Los vaporizers modernos ofrecen la ventaja de un control preciso de la temperatura, gracias al cual la descarboxilación puede gestionarse de forma óptima. Elegir la temperatura correcta permite aprovechar de manera específica el perfil deseado de cannabinoides y terpenos.
Fuentes científicas
- Wang, M. et al. (2016). Decarboxylation Study of Acidic Cannabinoids: A Novel Approach Using Ultra-High-Performance Supercritical Fluid Chromatography. Cannabis and Cannabinoid Research, 1(1), 262–271. PubMed 28861498
- Veress, T. et al. (1990).

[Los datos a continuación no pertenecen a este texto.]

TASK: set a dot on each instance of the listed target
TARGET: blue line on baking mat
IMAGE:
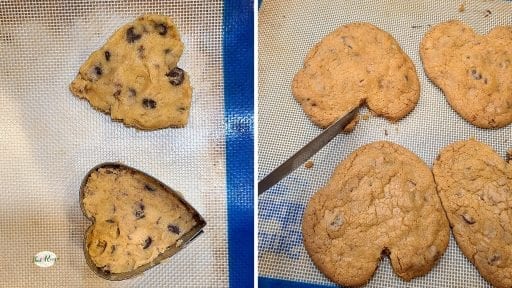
(238, 58)
(264, 282)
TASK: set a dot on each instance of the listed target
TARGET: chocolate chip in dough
(149, 188)
(475, 74)
(468, 218)
(161, 28)
(149, 103)
(140, 51)
(132, 92)
(147, 243)
(494, 259)
(176, 76)
(98, 71)
(173, 228)
(139, 211)
(131, 36)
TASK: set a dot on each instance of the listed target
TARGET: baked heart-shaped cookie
(137, 221)
(475, 187)
(134, 76)
(473, 71)
(355, 64)
(380, 200)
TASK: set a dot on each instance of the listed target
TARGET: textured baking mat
(50, 139)
(287, 30)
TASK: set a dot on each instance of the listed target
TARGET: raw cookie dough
(475, 187)
(134, 76)
(380, 200)
(357, 63)
(472, 70)
(135, 219)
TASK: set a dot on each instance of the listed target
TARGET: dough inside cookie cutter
(181, 243)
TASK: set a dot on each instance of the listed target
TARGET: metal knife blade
(306, 152)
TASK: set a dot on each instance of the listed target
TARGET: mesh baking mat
(50, 139)
(287, 30)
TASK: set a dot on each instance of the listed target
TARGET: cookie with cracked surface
(472, 70)
(380, 200)
(137, 221)
(475, 187)
(134, 77)
(357, 63)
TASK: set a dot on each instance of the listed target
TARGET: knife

Effect of Temperature on the Chemical Decomposition of Cannabinoids in Cannabis Plant Samples. Journal of Chromatography A, 520, 339–347.
Preguntas frecuentes
¿Qué es la descarboxilación?
La descarboxilación es el proceso químico por el cual el calor separa un grupo carboxilo (COOH) de los ácidos cannabinoides. El THCA se convierte en THC y el CBDA en CBD. Solo así los principios activos se vuelven psicoactivos o farmacológicamente activos.
¿Hay que descarboxilar el cannabis antes de vaporizarlo?
No. Un vaporizer calienta el material a 160–230 °C y desencadena automáticamente la descarboxilación. El precalentamiento manual en el horno solo es necesario para edibles o tinturas.
¿A qué temperatura se produce la descarboxilación?
El THCA se descarboxila a partir de aprox. 104 °C, de forma óptima a 110–120 °C durante 30–40 minutos. A temperaturas más altas va más rápido, pero también se destruyen terpenos.